Senin, 18 Desember 2017

Wayang, Punokawan, dan Keteladanan

Wayang, Punokawan, dan Keteladanan

Refleksi Tugas Perkuliahan Filsafat
Dosen: Prof.Marsigit

Oleh:
Irham Baskoro (17709251004)
⟹PPs Pendidikan Matematika UNY 2017 ⟸



Hari Jumat, tanggal 24 November 2017 malam, saya dan teman-teman Program Studi Pendidikan Matematika Pascasarjana (A) menonton pagelaran wayang kulit di Kompleks Museum Sonobudoyo, Yogyakarta. Pagelaran wayang dimulai pukul 20.00 dengan biaya tiket Rp20.000,00. Cerita pewayangan pada malam itu adalah tentang kematian Rahwana. Meski memiliki kekuatan besar, Rahwana tidak bisa mengalahkan Rama. Malah sebaliknya Rahwana dibunuh oleh Rama, dengan senjata mematikannya yang bernama Gwawijaya. Dan akhirnya cerita ini ditutup dengan kematian Rahwana. Dengan kematian Rahwana, maka dunia dibebaskan dari kekuatan jahat.

Cerita Ramayana yang menceritakan kisah Rama-Shinta dimana Shinta diculik oleh Rahwana memang sudah sering kita dengar. Oleh karena itu dalam refleksi kali ini saya akan lebih menyoroti tentang hal yang lain yaitu karakter dibalik tokoh-tokoh Punokawan dalam pewayangan. Dalam cerita pewayangan, seringkali muncul para tokoh punokawan di tengah atau di akhir cerita. Punokawan ini terdiri dari Semar, Gareng, Petruk, dan Bagong. Banyak karakter positif atau nilai keteladanan yang dapat kita pelajari dari keempat tokoh punokawan ini. Berikut penjelasannya.

Karakter Punokawan



Semar memiliki karakter sebagai pelayan masyarakat. Ia laksanakan tugas itu sebagai bagian dari ibadah sesuai perintah Illahi. Ketika berjalan, Semar menghadap ke atas yang maknanya bahwa ia memberi contoh agar selalu memandang Yang Maha Kuasa, selalu ingat pada Tuhan.

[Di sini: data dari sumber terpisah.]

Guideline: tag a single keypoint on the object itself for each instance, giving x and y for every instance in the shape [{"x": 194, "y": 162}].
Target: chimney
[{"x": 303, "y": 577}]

Gareng berkaki pincang yang maknanya sebagai sosok kawula atau umat. Ia memiliki cacat fisik yang lain yaitu tangan yang ciker atau patah yang maknanya tidak suka mencuri. Cacat yang lain yaitu matanya juling artinya ia tidak mau melihat hal-hal yang tidak baik dan mengundang kejahatan.





Berikutnya adalah tokoh petruk yang berhidung panjang. Berbeda dengan pinokio yang hidungnya panjang karena berbohong, tetapi hidung petruk panjang sampai mulutnya tertutup oleh hidungnya.  Maknanya ia tidak banyak bicara tetapi banyak kerja. Makna hidung panjang yaitu ia dapat mencium dan merasakan keadaan di sekitarnya. Ia tanggap akan kehidupan masyarakat di sekeliling­nya.






Punokawan yang terakhir adalah Bagong. Bagong ada­lah pribadi yang tidak tergesa-gesa dalam mengambil keputusan. Ia juga tidak pernah marah dan tidak pernah protes atas masalah-masalah hidup yang dialaminya.